ID card rollout begins

Peter Tomlinson ukcrypto at chiark.greenend.org.uk
Thu, 25 Sep 2008 21:19:44 +0100


Roland Perry wrote:
> In article 
> <41A527BBC8410944B9845C00335C1F6C4C17A0@SDCP3CMM345.Poise.HomeOffice.Loca
> l>, Watkin Simon <Simon.Watkin@homeoffice.gsi.gov.uk> writes
>> "The Home Office has unveiled identity cards to be issued to foreign 
>> residents in the UK."
>>
>> http://www.homeoffice.gov.uk/about-us/news/id-cards-foreign-nationals
> It seems that these ID cards are being positioned as a "UK passport 
> lite" 'easier for the UK Border Agency to verify someone's identity' 
> [than a foreign passport, presumably] so will someone who has been 
> sufficiently checked out to be entitled to one, get any sort of fast 
> track to naturalisation (much of which is working out who you are and 
> why you are entitled to be here in the first place).
>
> And I'm still interested to know if one of these ID cards will allow 
> the holder to travel inside the EU (without their apparently less 
> authoritative foreign passport), but most indications are "no".
>
> Which is a bit of an insult to the UK, having gone to such lengths to 
> only issue them to people who have been positively identified and are 
> definitely allowed to reside in the UK - and all this easier to verify 
> (apparently) than looking at their passport - so why shouldn't the 
> best ID according to the UK Border Agency also be good enough for the 
> French to allow a day trip to Paris?
The problem of checking/verifying foreign passports (at least doing it 
quickly, easily and with confidence) has not yet been solved for 
passports originating in many parts of the world - I read recently that 
the international public key server isn't trusted [1], so some countries 
have exchanged keys via the classic diplomatic bag, and many other 
countries don't yet issue electronic passports.

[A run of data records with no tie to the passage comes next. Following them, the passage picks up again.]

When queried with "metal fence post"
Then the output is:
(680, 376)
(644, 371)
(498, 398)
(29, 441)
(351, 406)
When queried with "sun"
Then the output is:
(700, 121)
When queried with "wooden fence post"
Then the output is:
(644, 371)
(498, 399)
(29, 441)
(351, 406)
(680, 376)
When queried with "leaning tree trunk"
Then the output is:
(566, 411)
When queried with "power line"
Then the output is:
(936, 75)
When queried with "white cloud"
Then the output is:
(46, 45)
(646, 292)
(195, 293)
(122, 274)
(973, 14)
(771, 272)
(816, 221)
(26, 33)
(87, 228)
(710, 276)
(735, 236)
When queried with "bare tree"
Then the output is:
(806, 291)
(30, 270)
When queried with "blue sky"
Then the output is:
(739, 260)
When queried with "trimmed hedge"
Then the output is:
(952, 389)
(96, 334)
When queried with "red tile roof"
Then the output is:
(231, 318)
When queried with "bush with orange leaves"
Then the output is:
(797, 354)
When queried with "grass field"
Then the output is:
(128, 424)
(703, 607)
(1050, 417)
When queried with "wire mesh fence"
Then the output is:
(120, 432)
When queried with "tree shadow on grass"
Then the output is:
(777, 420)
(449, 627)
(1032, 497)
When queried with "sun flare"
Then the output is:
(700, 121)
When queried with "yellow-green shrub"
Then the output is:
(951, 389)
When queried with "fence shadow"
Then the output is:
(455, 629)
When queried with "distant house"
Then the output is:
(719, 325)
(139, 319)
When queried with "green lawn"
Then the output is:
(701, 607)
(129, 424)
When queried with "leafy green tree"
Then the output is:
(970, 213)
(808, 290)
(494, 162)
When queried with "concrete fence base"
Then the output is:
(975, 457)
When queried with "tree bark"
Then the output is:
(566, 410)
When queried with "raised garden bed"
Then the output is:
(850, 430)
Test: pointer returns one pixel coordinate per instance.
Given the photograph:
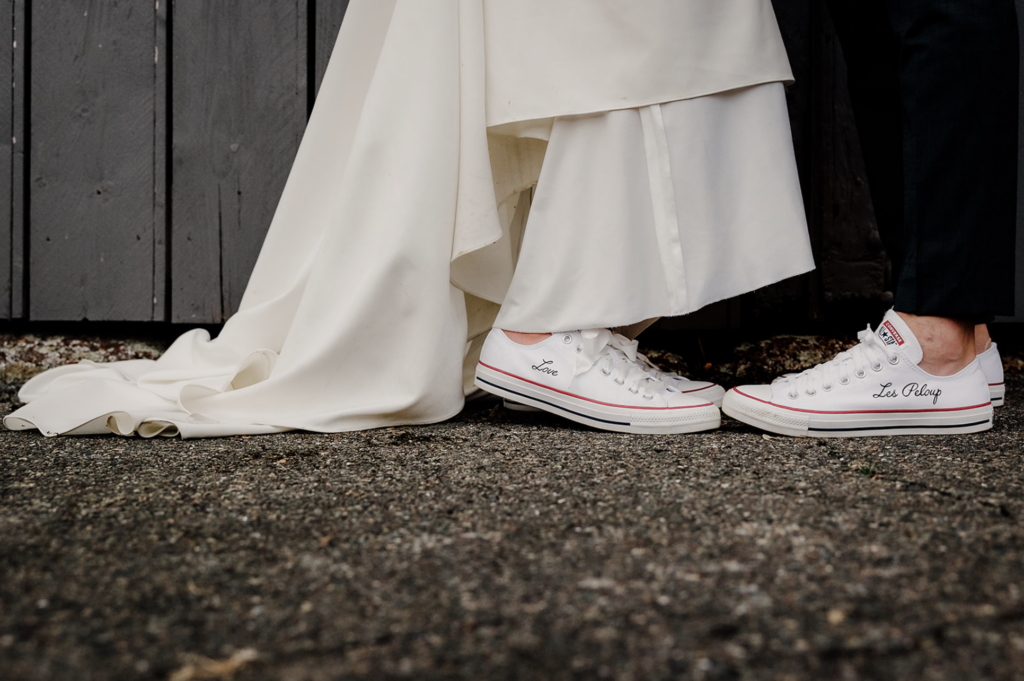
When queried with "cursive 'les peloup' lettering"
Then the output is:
(915, 389)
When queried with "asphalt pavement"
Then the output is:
(503, 545)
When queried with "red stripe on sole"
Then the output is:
(881, 411)
(596, 401)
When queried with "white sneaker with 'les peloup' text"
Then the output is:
(875, 388)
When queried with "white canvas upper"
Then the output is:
(991, 364)
(591, 377)
(877, 387)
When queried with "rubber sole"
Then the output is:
(714, 394)
(822, 424)
(602, 416)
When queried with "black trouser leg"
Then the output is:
(934, 88)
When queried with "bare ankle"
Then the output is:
(947, 344)
(525, 339)
(982, 341)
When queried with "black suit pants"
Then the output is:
(934, 86)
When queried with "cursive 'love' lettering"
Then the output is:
(544, 369)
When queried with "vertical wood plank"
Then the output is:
(6, 157)
(328, 15)
(160, 142)
(850, 256)
(19, 143)
(239, 102)
(787, 299)
(91, 160)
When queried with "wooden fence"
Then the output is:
(144, 143)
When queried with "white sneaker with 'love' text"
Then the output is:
(875, 388)
(591, 377)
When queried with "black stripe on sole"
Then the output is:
(583, 416)
(956, 425)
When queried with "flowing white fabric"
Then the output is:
(664, 209)
(350, 320)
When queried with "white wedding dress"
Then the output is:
(657, 129)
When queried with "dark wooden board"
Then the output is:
(328, 15)
(851, 259)
(239, 102)
(91, 160)
(18, 297)
(6, 160)
(161, 142)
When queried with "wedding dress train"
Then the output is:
(400, 229)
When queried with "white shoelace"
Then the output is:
(868, 353)
(657, 373)
(617, 355)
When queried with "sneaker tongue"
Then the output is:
(895, 334)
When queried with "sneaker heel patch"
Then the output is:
(889, 334)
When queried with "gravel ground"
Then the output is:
(505, 546)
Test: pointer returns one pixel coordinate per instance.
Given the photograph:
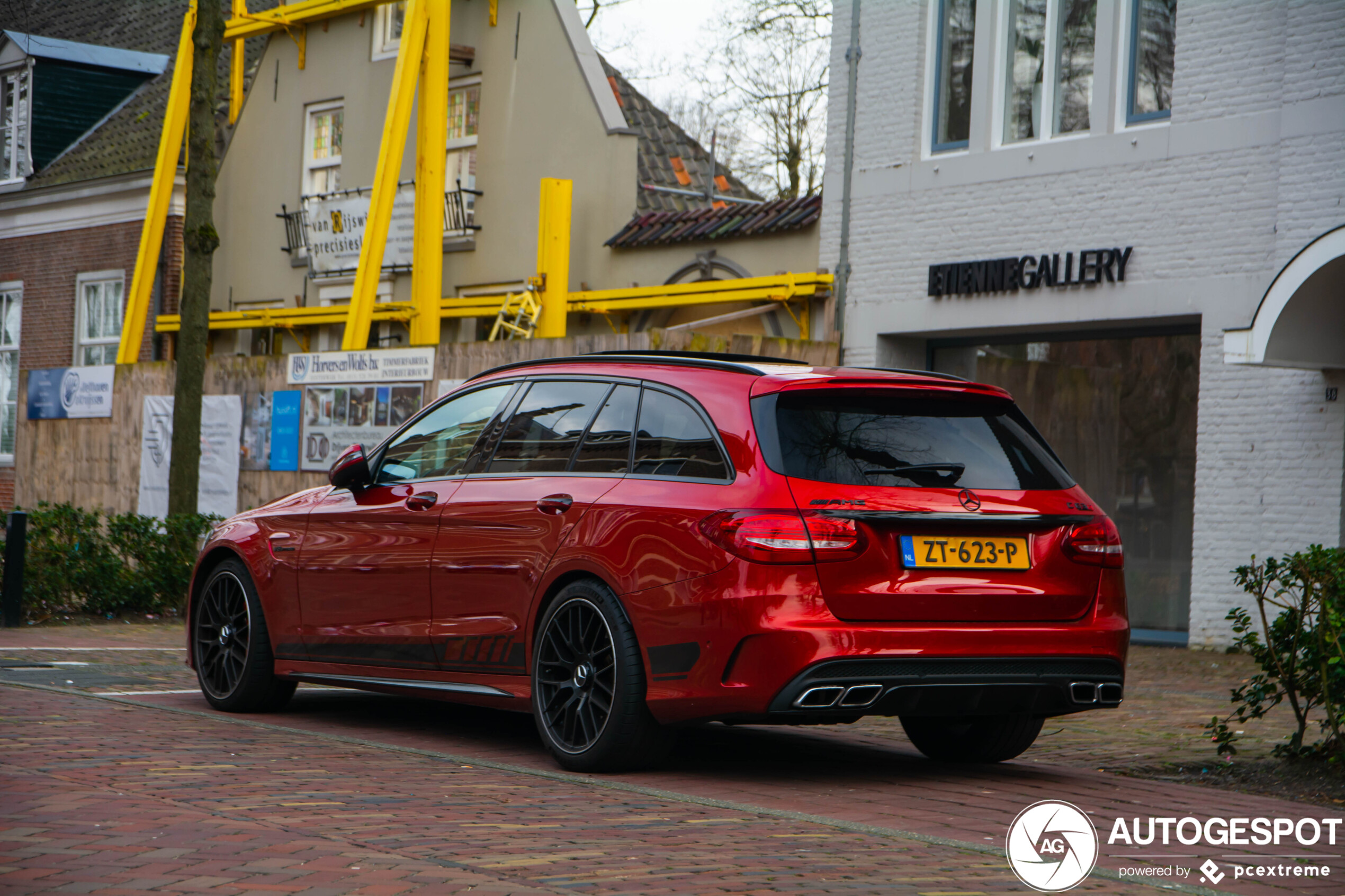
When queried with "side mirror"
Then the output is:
(350, 470)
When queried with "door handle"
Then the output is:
(554, 504)
(422, 502)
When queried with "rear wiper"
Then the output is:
(954, 470)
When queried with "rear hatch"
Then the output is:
(963, 511)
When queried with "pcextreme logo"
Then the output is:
(1052, 847)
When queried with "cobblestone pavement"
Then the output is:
(194, 800)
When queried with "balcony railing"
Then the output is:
(459, 221)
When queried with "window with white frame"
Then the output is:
(323, 126)
(464, 100)
(955, 38)
(11, 319)
(98, 318)
(388, 30)
(1050, 68)
(15, 133)
(1153, 48)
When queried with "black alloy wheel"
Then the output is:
(230, 645)
(576, 675)
(588, 684)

Better to do one 
thorough (sic) check and then issue a local credential that can be 
satisfactorily checked locally.

Peter

[1] I never could see how it could be trusted, but the idea was invented 
by ICAO people who were not permitted by their rules to hire serious 
security people - that was what we were told at the joint ISO/IEC JTC1 
SC17 and ICAO meeting (open to all comers) some years ago.